Inspector General to Review U.S. Geological Survey Management of Specimen Troves

Washington, DC — The status and fate of enormous stores of irreplaceable biological specimens collected over decades will soon undergo an independent inspection, according to a letter posted today by Public Employees for Environmental Responsibility (PEER). The outcome could prevent the dissolution and continuing hands-off management of the far-flung, immense, and growing collections assembled by biologists and other scientists of the U.S. Geological Survey (USGS).

Last June, PEER filed a complaint charging the USGS with deliberately failing to protect its biological and other scientific collections. The agency considers them “working collections” which can be disposed of or given away, attaching no stewardship responsibilities to them. Unlike a “working collection” of rocks that might be consumed in analysis, specimens of plants and animals and their records provide irreplaceable evidence of long-term historical trends and unique events if preserved for the long-term.
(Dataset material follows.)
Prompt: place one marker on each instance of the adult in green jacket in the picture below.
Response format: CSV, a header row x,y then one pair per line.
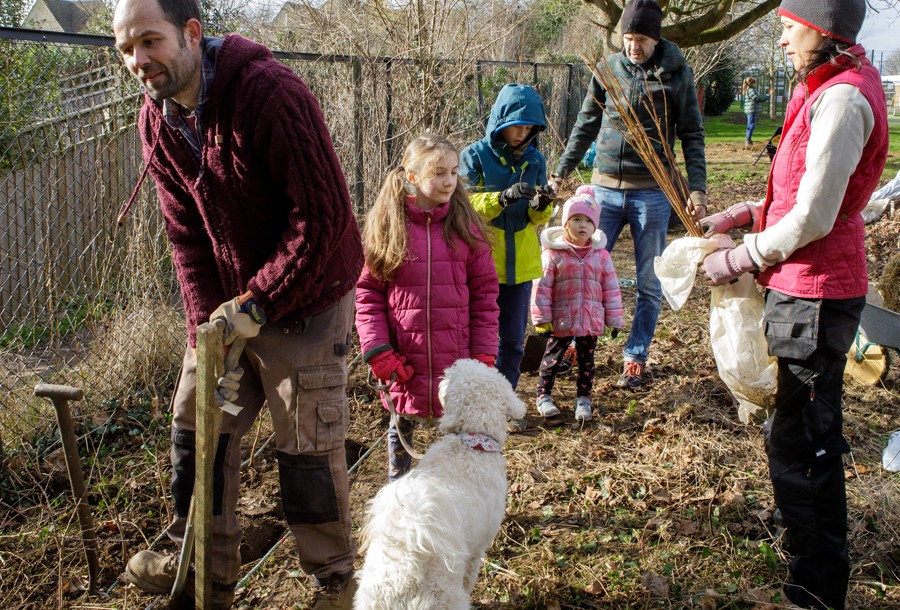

“The U.S. Geological Survey thinks of itself primarily as an earth science agency, assigning its bio-science role to the proverbial ‘kid’s table,’” stated PEER Counsel Laura Dumais, noting that USGS picked up biological work only 20 years ago following a failed reorganization. “Unfortunately, this unwarranted upstairs-downstairs science hierarchy within the USGS puts the integrity of our ecological history at risk.”

After PEER updated its complaint in September, Mary Kendall, the Deputy Inspector General for the U.S. Department of Interior indicated in a letter dated December 17, 2015 that her office would act on the PEER complaint and conduct “an inspection regarding the issue.” This intervention comes as USGS is engaged in several current or pending actions that would turn over management of USGS collections to others, including a large natural history collection to the University of New Mexico.

Despite its custody of these extensive and expanding biological collections, USGS still lacks any policies for archiving them after a study is complete, and provides no guidelines to its scientists for preserving and tracking specimens. Moreover, USGS appears to be the only Interior agency which does not recognize specimens of fossils, plants, and animals as museum property, a violation of the intent of the Interior Museum Program and the Interagency Working Group of Scientific Collections.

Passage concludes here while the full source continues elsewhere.